- Coat of arms
- Location of Elstertrebnitz within Leipzig district
- Elstertrebnitz Elstertrebnitz
- Coordinates: 51°9′N 12°14′E﻿ / ﻿51.150°N 12.233°E
- Country: Germany
- State: Saxony
- District: Leipzig
- Municipal assoc.: Pegau
- Subdivisions: 7

Government
- • Mayor (2022–29): David Zühlke (CDU)

Area
- • Total: 11.66 km^{2} (4.50 sq mi)
- Elevation: 129 m (423 ft)

Population (2022-12-31)
- • Total: 1,296
- • Density: 110/km^{2} (290/sq mi)
- Time zone: UTC+01:00 (CET)
- • Summer (DST): UTC+02:00 (CEST)
- Postal codes: 04523
- Dialling codes: 034296
- Vehicle registration: L, BNA, GHA, GRM, MTL, WUR

= Elstertrebnitz =

Elstertrebnitz is a municipality in Saxony, lying southwest of Leipzig and northeast of Zeitz.

== Geography ==
Elstertrebnitz lies to the south of Leipzig, in a low-lying basin approximately 15 km northeast of Zeitz.

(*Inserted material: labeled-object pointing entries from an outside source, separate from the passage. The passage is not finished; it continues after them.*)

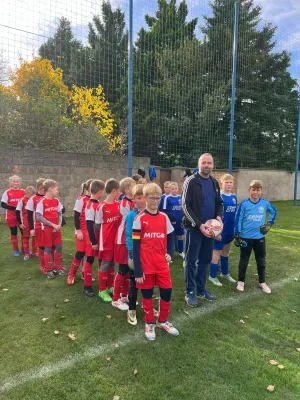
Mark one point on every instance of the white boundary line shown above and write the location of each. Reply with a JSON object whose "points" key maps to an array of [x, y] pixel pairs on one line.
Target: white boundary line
{"points": [[22, 378]]}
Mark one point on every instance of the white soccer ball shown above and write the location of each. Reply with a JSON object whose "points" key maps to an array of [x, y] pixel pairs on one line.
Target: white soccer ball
{"points": [[214, 226]]}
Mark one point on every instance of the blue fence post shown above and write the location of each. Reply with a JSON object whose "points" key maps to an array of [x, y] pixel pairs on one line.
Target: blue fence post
{"points": [[130, 80], [297, 152], [235, 53]]}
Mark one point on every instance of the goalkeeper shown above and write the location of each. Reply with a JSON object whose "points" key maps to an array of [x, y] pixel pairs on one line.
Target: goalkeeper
{"points": [[250, 231]]}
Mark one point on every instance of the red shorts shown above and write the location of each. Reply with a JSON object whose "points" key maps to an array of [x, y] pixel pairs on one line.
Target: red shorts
{"points": [[39, 237], [89, 251], [81, 244], [162, 280], [106, 255], [121, 254], [51, 238]]}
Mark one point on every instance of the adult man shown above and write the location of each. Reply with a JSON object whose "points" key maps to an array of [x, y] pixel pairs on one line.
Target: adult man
{"points": [[201, 201]]}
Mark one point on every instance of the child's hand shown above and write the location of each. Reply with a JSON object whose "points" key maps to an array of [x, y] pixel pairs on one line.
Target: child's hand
{"points": [[167, 258]]}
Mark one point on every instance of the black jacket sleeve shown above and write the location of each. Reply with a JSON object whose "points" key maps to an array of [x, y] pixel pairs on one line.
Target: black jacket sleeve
{"points": [[7, 207]]}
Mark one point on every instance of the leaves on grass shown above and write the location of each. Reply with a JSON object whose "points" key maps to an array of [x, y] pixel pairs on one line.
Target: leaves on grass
{"points": [[273, 362], [71, 336], [270, 388]]}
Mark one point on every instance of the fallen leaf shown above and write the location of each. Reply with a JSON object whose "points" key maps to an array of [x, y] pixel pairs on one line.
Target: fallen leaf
{"points": [[273, 362], [71, 336]]}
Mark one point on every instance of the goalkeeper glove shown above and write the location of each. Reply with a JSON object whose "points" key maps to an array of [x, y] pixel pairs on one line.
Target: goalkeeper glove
{"points": [[264, 229]]}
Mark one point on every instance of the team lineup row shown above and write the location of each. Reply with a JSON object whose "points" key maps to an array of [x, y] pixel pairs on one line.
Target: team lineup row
{"points": [[129, 229]]}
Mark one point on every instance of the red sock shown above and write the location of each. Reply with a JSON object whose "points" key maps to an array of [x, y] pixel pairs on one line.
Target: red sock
{"points": [[25, 245], [87, 272], [148, 310], [110, 277], [164, 308], [42, 259], [125, 289], [119, 282], [102, 278], [48, 262], [14, 242], [74, 267]]}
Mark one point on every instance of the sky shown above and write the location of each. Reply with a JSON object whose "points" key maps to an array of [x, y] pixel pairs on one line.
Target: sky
{"points": [[26, 24]]}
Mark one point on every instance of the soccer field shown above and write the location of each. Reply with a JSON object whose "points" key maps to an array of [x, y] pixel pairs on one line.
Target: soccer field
{"points": [[216, 356]]}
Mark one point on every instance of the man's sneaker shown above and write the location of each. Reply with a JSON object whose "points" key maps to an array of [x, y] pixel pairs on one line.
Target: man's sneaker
{"points": [[88, 291], [120, 305], [150, 331], [110, 291], [51, 275], [131, 317], [70, 280], [265, 288], [215, 281], [104, 295], [191, 300], [168, 327], [59, 272], [207, 296], [228, 277]]}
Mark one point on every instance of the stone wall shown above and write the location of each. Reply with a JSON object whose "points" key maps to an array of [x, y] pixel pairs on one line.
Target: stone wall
{"points": [[68, 169]]}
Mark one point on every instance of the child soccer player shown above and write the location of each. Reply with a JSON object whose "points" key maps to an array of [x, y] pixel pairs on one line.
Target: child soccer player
{"points": [[9, 202], [107, 220], [172, 207], [166, 193], [250, 232], [120, 252], [81, 232], [222, 247], [22, 219], [139, 200], [34, 225], [49, 214], [153, 242], [92, 239]]}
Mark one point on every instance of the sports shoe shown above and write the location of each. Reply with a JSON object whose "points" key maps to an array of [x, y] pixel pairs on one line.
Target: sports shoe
{"points": [[104, 295], [125, 299], [131, 317], [168, 327], [150, 331], [191, 300], [88, 291], [228, 277], [110, 291], [120, 305], [206, 296], [215, 281], [70, 280], [265, 288], [51, 275]]}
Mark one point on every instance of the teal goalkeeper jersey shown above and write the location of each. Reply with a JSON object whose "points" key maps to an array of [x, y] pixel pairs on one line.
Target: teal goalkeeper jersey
{"points": [[251, 216]]}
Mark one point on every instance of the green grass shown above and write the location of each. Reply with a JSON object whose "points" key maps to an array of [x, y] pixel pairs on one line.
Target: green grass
{"points": [[215, 357]]}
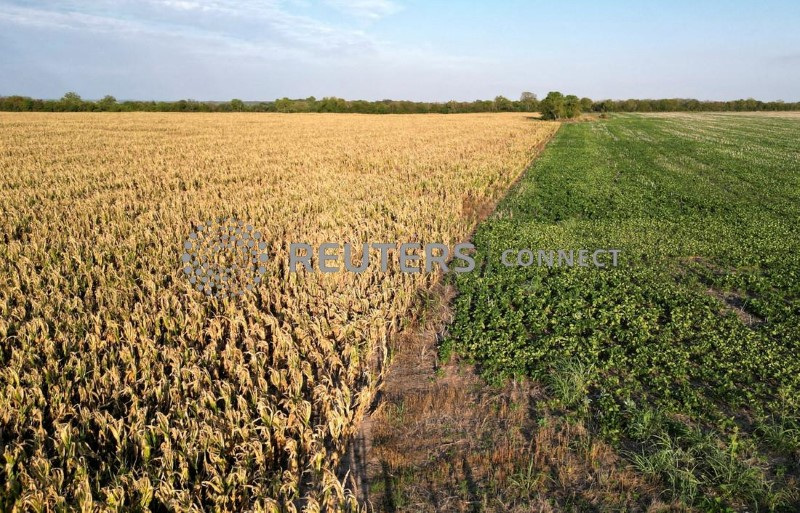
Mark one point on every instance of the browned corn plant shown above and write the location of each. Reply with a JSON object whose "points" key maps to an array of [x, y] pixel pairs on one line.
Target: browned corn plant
{"points": [[122, 387]]}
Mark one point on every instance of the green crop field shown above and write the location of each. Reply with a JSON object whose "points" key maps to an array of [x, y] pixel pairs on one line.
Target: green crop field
{"points": [[685, 355]]}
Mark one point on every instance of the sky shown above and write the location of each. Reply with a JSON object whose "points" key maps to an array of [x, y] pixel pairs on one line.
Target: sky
{"points": [[423, 50]]}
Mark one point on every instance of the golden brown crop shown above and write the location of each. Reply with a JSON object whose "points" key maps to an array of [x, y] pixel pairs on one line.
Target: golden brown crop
{"points": [[121, 387]]}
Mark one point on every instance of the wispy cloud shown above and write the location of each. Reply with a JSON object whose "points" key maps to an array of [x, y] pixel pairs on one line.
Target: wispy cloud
{"points": [[255, 25], [370, 9]]}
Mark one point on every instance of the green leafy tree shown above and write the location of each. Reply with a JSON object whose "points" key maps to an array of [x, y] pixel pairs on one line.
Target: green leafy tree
{"points": [[552, 107], [528, 102], [107, 103], [71, 102], [503, 104], [572, 106]]}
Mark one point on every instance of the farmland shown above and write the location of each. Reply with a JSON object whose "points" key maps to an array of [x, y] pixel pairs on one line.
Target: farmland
{"points": [[124, 388], [684, 357]]}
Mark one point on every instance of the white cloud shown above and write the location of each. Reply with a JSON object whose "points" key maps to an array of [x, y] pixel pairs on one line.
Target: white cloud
{"points": [[370, 9]]}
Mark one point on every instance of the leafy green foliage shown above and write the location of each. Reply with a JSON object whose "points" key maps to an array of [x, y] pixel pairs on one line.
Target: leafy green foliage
{"points": [[702, 390]]}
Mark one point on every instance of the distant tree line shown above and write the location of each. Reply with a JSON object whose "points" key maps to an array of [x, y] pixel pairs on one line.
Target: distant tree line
{"points": [[553, 106]]}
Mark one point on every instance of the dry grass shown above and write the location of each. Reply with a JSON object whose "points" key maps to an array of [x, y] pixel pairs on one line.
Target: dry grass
{"points": [[441, 440], [121, 387]]}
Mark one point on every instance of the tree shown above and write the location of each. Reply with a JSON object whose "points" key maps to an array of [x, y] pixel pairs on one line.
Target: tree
{"points": [[71, 102], [528, 102], [108, 103], [552, 107], [572, 106], [502, 104]]}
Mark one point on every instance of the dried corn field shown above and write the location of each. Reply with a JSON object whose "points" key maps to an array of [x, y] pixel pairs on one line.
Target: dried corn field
{"points": [[122, 387]]}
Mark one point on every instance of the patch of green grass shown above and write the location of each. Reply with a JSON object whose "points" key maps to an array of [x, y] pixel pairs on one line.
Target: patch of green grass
{"points": [[701, 207]]}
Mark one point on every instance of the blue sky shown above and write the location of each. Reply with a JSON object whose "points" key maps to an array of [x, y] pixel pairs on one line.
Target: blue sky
{"points": [[401, 49]]}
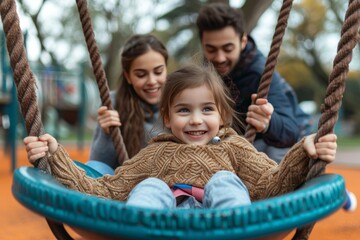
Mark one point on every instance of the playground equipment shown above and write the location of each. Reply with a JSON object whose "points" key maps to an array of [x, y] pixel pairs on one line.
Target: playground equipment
{"points": [[9, 110], [106, 218]]}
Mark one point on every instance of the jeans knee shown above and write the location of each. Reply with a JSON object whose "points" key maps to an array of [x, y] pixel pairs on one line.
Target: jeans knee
{"points": [[222, 174]]}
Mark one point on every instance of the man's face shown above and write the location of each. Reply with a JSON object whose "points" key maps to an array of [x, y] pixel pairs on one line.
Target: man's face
{"points": [[222, 48]]}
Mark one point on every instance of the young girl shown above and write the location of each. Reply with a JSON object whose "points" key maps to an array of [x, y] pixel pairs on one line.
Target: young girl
{"points": [[201, 151], [143, 61]]}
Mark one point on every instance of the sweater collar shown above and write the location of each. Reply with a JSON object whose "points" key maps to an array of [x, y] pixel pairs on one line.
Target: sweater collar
{"points": [[169, 137]]}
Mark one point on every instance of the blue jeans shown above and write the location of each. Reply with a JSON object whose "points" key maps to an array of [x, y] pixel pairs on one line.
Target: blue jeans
{"points": [[224, 190]]}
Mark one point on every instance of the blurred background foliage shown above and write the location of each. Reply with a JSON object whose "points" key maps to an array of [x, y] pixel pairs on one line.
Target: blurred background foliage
{"points": [[307, 52]]}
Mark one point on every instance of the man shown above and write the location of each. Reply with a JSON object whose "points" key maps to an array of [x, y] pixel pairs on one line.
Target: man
{"points": [[239, 62]]}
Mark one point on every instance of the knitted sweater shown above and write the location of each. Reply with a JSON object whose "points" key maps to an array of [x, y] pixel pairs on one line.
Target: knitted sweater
{"points": [[167, 158]]}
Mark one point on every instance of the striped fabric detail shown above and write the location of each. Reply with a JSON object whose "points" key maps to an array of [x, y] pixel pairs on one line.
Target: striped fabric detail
{"points": [[188, 190]]}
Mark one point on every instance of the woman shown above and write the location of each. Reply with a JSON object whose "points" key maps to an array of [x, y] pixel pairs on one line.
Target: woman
{"points": [[143, 60]]}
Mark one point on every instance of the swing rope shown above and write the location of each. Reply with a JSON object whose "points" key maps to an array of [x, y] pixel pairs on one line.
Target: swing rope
{"points": [[329, 110], [100, 76], [271, 60], [25, 81], [23, 76]]}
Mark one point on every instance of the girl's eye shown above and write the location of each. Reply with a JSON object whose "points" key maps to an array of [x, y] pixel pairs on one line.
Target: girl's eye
{"points": [[208, 109], [140, 75], [158, 72], [183, 110]]}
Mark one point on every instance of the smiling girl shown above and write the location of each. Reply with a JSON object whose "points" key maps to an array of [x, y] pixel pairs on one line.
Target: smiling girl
{"points": [[185, 167]]}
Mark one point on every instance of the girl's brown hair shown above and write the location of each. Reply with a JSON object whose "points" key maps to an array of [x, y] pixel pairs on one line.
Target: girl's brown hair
{"points": [[192, 76], [127, 102]]}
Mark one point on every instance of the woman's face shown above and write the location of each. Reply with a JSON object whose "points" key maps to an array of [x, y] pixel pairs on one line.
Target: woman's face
{"points": [[147, 75]]}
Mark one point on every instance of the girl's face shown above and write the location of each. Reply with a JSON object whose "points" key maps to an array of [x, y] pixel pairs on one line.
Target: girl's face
{"points": [[194, 117], [147, 75]]}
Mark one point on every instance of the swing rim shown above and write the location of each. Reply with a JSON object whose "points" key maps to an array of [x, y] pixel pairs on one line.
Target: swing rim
{"points": [[44, 195]]}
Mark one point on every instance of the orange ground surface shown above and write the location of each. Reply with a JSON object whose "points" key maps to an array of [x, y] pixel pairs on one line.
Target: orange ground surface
{"points": [[19, 223]]}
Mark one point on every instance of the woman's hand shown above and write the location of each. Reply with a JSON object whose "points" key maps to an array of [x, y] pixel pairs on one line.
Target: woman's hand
{"points": [[108, 118], [324, 149], [259, 114], [38, 147]]}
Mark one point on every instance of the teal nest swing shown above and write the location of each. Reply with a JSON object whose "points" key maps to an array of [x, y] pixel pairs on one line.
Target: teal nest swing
{"points": [[97, 218]]}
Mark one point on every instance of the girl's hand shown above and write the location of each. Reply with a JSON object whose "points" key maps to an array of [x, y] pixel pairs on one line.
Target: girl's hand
{"points": [[37, 147], [259, 114], [108, 118], [324, 149]]}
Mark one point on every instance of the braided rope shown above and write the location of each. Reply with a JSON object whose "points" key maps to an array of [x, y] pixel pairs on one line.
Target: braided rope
{"points": [[266, 77], [100, 76], [23, 76], [334, 93]]}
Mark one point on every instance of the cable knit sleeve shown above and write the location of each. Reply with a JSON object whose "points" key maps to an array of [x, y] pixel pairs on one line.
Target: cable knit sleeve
{"points": [[115, 187], [263, 177]]}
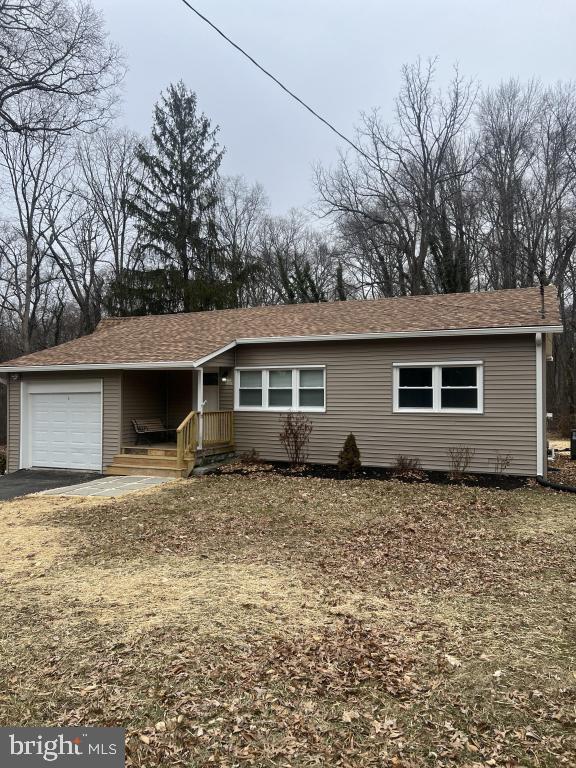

=== Neighbouring municipalities===
Elstertrebnitz is bordered to the north by the town Pegau, to the northeast by the town Groitzsch, by the region Elsteraue in the south and region Hohenmölsen in the west. The regions Elstertrebnitz and Hohenmölsen are separated by the open cast mine Profen.

==Economy==
The municipality is largely agricultural.

=== Elstermühlgraben ===
The Elstermühlgraben is the name of a flume diverted from the river Elster. The Elstermühlgraben operated the mills from the Elstertrebnitz to Kleindalzig until the 20th century. Very few mills are in operation today. Above all, the flume served the villagers for bathing and as a water source for needed washing water. The Pegauer Baths, which lie directly beside the Elstermühlgraben, cleaned and used the water for their facility. But the flume was also used as a transport route for various uses.